# Prop for Beavertail B2 (Waterman) / 50TLR Yamaha



## [email protected] (Oct 12, 2010)

I am rigging out a resurrected Beavertail B2 (Waterman) that had seen better days with a new 50HP Yamaha TLR (2 stroke) engine and need suggestions on prop pitch and / or brands. Also if anyone knows if there is enough room in the gunnel for a Yamaha 704 single binnacle control before I cut any holes would be great too.


----------



## aflatsnut (Feb 12, 2010)

Try contacting BT to see if they have any data, also the folks at Power Tech props are very helpful, they have tested many boat/motor combinations.

Bob

[email protected]

http://www.ptprop.com/component/option,com_contact/Itemid,3/


----------



## [email protected] (Oct 12, 2010)

Mark @ Beavertail sent me a prop guy's phone number but when I call there has been no answer. Mark did not give me a prop pitch. I like the painted Yamaha SS props because we are always digging oysters with the props and all the thinner aftermarket props bend.
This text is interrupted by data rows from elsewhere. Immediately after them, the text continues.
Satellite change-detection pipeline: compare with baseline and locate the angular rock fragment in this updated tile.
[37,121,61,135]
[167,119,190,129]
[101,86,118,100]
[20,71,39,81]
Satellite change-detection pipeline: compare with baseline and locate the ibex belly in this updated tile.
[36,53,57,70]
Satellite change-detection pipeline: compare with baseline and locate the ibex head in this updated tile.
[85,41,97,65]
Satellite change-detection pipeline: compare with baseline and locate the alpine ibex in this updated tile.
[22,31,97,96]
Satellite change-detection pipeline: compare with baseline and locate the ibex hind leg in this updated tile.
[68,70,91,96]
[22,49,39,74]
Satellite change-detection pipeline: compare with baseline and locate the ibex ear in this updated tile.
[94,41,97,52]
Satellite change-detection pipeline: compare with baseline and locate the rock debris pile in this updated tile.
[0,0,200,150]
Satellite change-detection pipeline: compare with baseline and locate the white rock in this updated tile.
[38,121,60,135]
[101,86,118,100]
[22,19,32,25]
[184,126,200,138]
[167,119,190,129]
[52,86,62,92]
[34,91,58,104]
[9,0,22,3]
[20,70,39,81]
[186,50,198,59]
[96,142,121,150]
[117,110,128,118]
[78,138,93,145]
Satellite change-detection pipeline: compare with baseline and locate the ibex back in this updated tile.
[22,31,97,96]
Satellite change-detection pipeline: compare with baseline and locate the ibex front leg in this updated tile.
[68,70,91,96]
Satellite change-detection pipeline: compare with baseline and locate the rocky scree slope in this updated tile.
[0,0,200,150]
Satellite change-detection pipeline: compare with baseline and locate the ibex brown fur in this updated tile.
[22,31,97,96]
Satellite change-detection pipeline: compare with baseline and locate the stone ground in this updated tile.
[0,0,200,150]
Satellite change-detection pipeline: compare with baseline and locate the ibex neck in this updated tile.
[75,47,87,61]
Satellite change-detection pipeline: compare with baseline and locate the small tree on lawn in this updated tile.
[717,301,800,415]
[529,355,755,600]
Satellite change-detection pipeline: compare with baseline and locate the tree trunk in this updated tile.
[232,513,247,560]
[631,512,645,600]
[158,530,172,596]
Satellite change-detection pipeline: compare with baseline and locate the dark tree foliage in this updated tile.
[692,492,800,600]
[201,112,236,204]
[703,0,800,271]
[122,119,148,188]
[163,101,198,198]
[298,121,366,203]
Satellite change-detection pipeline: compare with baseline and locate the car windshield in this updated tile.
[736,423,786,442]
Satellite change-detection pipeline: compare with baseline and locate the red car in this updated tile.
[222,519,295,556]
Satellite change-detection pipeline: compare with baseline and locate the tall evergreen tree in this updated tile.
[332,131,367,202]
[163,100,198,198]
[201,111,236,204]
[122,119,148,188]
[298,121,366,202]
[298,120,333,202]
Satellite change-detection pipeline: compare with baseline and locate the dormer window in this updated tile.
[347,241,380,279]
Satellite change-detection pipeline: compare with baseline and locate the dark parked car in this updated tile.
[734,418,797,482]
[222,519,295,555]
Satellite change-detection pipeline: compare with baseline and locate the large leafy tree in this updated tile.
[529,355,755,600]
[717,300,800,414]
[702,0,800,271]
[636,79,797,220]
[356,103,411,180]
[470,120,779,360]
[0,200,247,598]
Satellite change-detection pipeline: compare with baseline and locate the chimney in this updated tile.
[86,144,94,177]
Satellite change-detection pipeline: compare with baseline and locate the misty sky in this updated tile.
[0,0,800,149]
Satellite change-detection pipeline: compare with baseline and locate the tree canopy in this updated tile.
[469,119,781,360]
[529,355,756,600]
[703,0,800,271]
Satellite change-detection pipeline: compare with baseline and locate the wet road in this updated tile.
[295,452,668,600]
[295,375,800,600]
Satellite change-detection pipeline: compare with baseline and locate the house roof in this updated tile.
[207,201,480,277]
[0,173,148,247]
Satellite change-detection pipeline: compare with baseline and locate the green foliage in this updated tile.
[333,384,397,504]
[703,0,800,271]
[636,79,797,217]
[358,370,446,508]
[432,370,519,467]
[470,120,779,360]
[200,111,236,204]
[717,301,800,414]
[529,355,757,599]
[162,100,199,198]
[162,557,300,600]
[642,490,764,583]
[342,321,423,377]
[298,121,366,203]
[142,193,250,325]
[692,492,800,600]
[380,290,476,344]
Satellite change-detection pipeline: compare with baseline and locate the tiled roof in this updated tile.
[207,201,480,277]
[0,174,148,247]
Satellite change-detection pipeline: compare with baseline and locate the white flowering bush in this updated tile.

The boat I just finished has a 4 Blade Power-tech on it that seems to work well. Power-tech leaves some steel in their prop blades too. I will email the contact in your reply. Thanks


----------



## skinnywater3 (Feb 8, 2009)

Ive got a PT SCB13 that might be perfect for you, it is nearly brand new with very low hours..

let me know if you are interested.


----------



## [email protected] (Oct 12, 2010)

Thanks.......Skinnywater3,

I have a job in my shop right now for a new custom polling platform and this boat has a Yamaha 50 so I am going to use the prop this week to test my Beavertail and will get back to you after.


----------



## skinnywater3 (Feb 8, 2009)

still interested?


----------



## Barbs_deep (Jul 4, 2010)

I love my Powertech SCB4 12 pitch on my BT, non jack plate..


----------



## diliberoj (Jan 5, 2011)

Michigan Wheel 5 blade over the hub exhaust 17P.










Insane holeshot. Top end in a loaded B2 was 38.


----------



## swaddict (Dec 19, 2009)

> Michigan Wheel 5 blade over the hub exhaust 17P.
> 
> 
> 
> ...


how's the handling/steering with the 5 blade?


----------



## diliberoj (Jan 5, 2011)

steering is not bad.  the only drawback i noticed is it a bit louder than a standard through the hub exhaust.


----------



## aflatsnut (Feb 12, 2010)

Dirty_south_BT PM sent


----------